The courthouse had been newly built from pink stone and smoked glass, and from the foyer entrance you could watch the buses pulling out of the station and into the traffic, one every couple of minutes. Hiss of brakes, hiss of rain. Resnick turned and saw the couple, child and mother, sitting on a bench seat, clear space between them. Had he thought about it, he would have known they would be there, known he would see them, but he had stopped himself thinking about it. These things took a long time. He wondered if the little girl would recognize him and how she would react if she did.
A woman stood beside them, bending down to talk to the mother, her hand brushing the fall of the child’s hair as she straightened away. Resnick dismissed her as being a relative, put her down as a social worker, not the same one who had been at the station when they had been asking their questions.
“Yes, it hurt me.”
This woman was tall, tall enough; she had a way of standing that said I know who I am and what I’m doing here and if you don’t, well, I don’t give a damn. The deep collar of her camel coat was pulled high, the belt looped loosely over. Resnick caught sight of tan boots with a heel, a glimpse of blue skirt where the hem of the coat separated out.

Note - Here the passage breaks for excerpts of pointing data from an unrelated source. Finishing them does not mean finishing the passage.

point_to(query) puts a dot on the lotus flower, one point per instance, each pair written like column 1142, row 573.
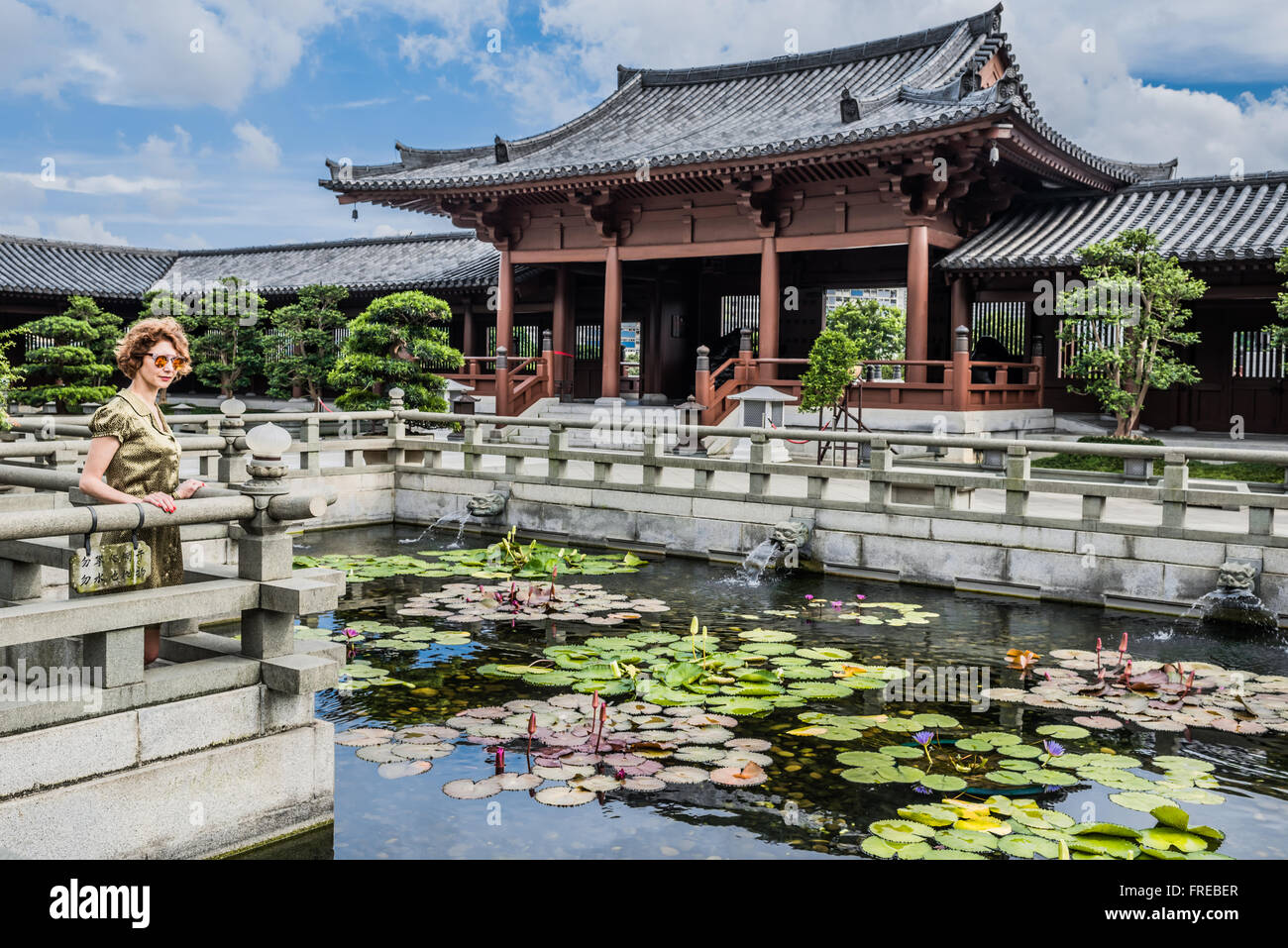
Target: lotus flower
column 923, row 738
column 1021, row 660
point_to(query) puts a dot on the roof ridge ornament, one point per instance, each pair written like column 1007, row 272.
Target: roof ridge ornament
column 849, row 107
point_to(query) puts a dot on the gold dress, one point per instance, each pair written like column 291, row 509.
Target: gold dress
column 147, row 462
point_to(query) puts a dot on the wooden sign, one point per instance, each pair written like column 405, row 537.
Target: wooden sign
column 111, row 566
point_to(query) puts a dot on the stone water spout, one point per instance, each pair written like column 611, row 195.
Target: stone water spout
column 488, row 505
column 787, row 541
column 1234, row 600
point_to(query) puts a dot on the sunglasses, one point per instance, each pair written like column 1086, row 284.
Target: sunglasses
column 179, row 363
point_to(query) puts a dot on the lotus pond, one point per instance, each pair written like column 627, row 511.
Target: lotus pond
column 492, row 711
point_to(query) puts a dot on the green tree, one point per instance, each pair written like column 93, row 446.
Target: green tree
column 395, row 342
column 1278, row 331
column 831, row 369
column 876, row 329
column 1133, row 299
column 309, row 352
column 71, row 369
column 224, row 340
column 9, row 378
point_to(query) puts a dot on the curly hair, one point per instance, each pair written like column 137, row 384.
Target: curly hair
column 142, row 337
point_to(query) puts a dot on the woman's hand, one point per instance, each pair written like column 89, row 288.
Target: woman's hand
column 162, row 500
column 187, row 488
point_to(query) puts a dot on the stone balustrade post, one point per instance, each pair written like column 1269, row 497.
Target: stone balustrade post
column 397, row 427
column 1018, row 469
column 652, row 467
column 232, row 463
column 881, row 460
column 469, row 445
column 310, row 454
column 557, row 467
column 265, row 550
column 758, row 483
column 1176, row 480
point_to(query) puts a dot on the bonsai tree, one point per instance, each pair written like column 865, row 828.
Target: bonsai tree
column 831, row 369
column 876, row 329
column 309, row 348
column 226, row 344
column 394, row 343
column 1278, row 333
column 1134, row 295
column 71, row 369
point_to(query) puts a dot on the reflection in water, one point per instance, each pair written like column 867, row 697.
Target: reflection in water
column 804, row 809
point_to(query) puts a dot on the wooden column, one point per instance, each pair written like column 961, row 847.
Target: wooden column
column 918, row 294
column 769, row 307
column 505, row 301
column 559, row 320
column 468, row 327
column 960, row 303
column 612, row 338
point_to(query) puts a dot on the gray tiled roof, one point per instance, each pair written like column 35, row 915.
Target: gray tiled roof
column 454, row 261
column 748, row 110
column 1196, row 219
column 58, row 268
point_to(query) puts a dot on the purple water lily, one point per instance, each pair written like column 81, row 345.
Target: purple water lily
column 923, row 738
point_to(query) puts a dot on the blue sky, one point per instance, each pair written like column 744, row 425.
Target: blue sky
column 156, row 145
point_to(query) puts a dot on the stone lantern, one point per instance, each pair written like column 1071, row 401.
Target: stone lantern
column 763, row 407
column 690, row 415
column 462, row 401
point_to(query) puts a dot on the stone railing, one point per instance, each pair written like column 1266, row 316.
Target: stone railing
column 263, row 588
column 925, row 488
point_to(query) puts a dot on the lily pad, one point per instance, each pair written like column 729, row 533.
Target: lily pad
column 1028, row 846
column 1141, row 802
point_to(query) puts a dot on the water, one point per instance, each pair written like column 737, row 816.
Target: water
column 805, row 810
column 754, row 566
column 459, row 518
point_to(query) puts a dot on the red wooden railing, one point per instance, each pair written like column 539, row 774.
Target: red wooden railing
column 954, row 391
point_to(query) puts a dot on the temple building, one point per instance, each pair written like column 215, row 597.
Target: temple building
column 690, row 233
column 695, row 202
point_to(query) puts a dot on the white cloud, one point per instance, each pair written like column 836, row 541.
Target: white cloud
column 193, row 241
column 133, row 53
column 258, row 149
column 78, row 227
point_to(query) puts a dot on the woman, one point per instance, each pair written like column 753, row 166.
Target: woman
column 133, row 454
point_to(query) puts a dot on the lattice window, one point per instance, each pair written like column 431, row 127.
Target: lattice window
column 739, row 313
column 1006, row 322
column 1253, row 357
column 1090, row 334
column 589, row 338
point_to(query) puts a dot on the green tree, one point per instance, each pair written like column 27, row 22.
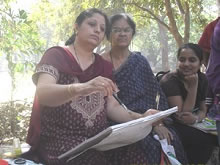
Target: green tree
column 19, row 40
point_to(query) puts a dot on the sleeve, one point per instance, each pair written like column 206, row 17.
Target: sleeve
column 204, row 87
column 47, row 65
column 216, row 37
column 170, row 86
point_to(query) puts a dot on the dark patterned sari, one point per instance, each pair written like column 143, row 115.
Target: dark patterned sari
column 138, row 89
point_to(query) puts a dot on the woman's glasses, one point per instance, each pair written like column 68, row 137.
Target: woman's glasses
column 119, row 30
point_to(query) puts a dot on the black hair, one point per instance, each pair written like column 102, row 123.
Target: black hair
column 87, row 14
column 117, row 17
column 195, row 47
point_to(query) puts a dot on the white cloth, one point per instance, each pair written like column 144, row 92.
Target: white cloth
column 168, row 151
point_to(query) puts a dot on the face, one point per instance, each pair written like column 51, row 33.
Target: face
column 92, row 30
column 121, row 33
column 188, row 62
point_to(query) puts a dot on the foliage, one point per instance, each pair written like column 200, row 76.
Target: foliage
column 14, row 120
column 19, row 40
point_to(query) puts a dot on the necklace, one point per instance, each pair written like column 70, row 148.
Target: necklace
column 114, row 68
column 77, row 58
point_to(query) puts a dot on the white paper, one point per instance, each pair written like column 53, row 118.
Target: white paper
column 119, row 135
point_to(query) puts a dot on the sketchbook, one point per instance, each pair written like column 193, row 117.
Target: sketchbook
column 205, row 125
column 119, row 135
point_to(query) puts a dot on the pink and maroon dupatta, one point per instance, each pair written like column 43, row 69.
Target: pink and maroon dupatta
column 62, row 59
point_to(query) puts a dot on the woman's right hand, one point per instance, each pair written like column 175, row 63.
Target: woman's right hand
column 100, row 84
column 191, row 81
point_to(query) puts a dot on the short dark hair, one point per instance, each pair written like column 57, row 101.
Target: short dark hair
column 117, row 17
column 87, row 14
column 195, row 47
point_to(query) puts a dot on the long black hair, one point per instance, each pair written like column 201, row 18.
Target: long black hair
column 117, row 17
column 196, row 49
column 87, row 14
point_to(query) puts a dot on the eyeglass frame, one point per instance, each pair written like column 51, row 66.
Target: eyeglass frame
column 118, row 30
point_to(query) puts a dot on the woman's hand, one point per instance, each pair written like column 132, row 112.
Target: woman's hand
column 150, row 112
column 191, row 81
column 186, row 117
column 100, row 84
column 163, row 132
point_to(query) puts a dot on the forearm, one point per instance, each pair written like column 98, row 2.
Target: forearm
column 56, row 94
column 202, row 111
column 190, row 101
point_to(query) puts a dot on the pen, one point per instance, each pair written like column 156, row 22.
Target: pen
column 157, row 99
column 119, row 101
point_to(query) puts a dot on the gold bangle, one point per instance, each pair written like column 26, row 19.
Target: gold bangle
column 161, row 124
column 69, row 90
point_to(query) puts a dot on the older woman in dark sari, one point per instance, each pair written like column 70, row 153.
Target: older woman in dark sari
column 138, row 86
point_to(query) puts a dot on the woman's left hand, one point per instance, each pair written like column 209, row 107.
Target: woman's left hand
column 186, row 117
column 163, row 133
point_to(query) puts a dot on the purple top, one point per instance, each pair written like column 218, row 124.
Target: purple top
column 213, row 71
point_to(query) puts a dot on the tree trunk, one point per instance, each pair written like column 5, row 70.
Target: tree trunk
column 218, row 3
column 163, row 46
column 173, row 28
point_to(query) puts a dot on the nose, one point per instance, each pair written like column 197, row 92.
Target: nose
column 186, row 63
column 98, row 29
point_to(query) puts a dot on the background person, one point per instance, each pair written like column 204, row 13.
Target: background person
column 187, row 88
column 205, row 40
column 138, row 87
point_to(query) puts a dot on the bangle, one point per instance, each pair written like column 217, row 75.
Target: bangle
column 161, row 124
column 197, row 120
column 70, row 90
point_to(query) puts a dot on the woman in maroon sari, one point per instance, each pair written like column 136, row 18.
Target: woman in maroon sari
column 74, row 97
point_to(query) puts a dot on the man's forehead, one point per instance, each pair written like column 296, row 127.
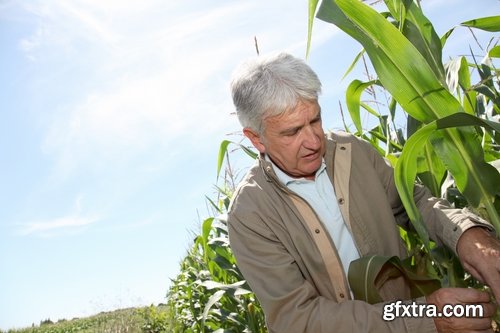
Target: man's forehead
column 302, row 110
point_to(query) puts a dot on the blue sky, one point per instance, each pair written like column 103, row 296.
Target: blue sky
column 112, row 115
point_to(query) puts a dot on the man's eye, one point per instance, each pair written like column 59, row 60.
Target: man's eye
column 291, row 132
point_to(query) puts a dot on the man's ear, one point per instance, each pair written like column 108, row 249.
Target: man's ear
column 255, row 138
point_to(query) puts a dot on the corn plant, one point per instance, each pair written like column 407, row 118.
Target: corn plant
column 453, row 131
column 210, row 294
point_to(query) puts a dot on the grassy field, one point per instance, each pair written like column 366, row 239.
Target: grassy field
column 151, row 319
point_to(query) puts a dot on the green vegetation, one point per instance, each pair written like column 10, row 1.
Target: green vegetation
column 451, row 143
column 150, row 319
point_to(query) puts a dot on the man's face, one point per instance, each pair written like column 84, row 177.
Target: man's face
column 294, row 141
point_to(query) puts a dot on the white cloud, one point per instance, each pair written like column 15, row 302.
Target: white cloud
column 70, row 223
column 65, row 222
column 160, row 76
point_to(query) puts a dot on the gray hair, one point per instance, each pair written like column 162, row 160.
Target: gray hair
column 269, row 86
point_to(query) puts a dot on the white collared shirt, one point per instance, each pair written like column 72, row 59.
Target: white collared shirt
column 320, row 194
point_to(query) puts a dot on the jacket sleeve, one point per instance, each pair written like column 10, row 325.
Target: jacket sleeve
column 290, row 302
column 444, row 223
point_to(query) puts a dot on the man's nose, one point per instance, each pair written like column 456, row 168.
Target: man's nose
column 311, row 138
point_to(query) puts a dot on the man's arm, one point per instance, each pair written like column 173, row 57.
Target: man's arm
column 291, row 303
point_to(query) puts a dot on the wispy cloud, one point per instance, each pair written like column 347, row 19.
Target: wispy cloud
column 70, row 223
column 50, row 227
column 160, row 78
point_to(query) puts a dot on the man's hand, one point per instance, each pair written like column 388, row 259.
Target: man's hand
column 479, row 253
column 444, row 296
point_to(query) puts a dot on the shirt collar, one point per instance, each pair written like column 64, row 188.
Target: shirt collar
column 287, row 179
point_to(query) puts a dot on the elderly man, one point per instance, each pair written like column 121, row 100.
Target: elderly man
column 314, row 202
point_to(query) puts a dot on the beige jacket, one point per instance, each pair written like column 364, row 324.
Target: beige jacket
column 290, row 262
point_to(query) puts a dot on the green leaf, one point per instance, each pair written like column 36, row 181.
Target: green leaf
column 420, row 32
column 401, row 68
column 494, row 52
column 313, row 4
column 491, row 23
column 367, row 274
column 222, row 153
column 353, row 100
column 482, row 182
column 355, row 61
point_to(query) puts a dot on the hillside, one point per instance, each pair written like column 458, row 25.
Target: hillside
column 152, row 319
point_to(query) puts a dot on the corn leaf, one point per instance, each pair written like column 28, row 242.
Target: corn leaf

When he realized she was looking back at him, Resnick slid one hand inside his jacket and left it there, resting on the fastened button, covering the stain on his tie.
He felt the need to walk over and talk to the mother, say something calming and trite. What stopped him was not knowing how to speak to the little girl, sitting there plucking at a button on her sleeve and tapping her toes against that newly polished floor. What stopped him was knowing that his reason for doing it was to appear sympathetic in front of the woman in the camel coat.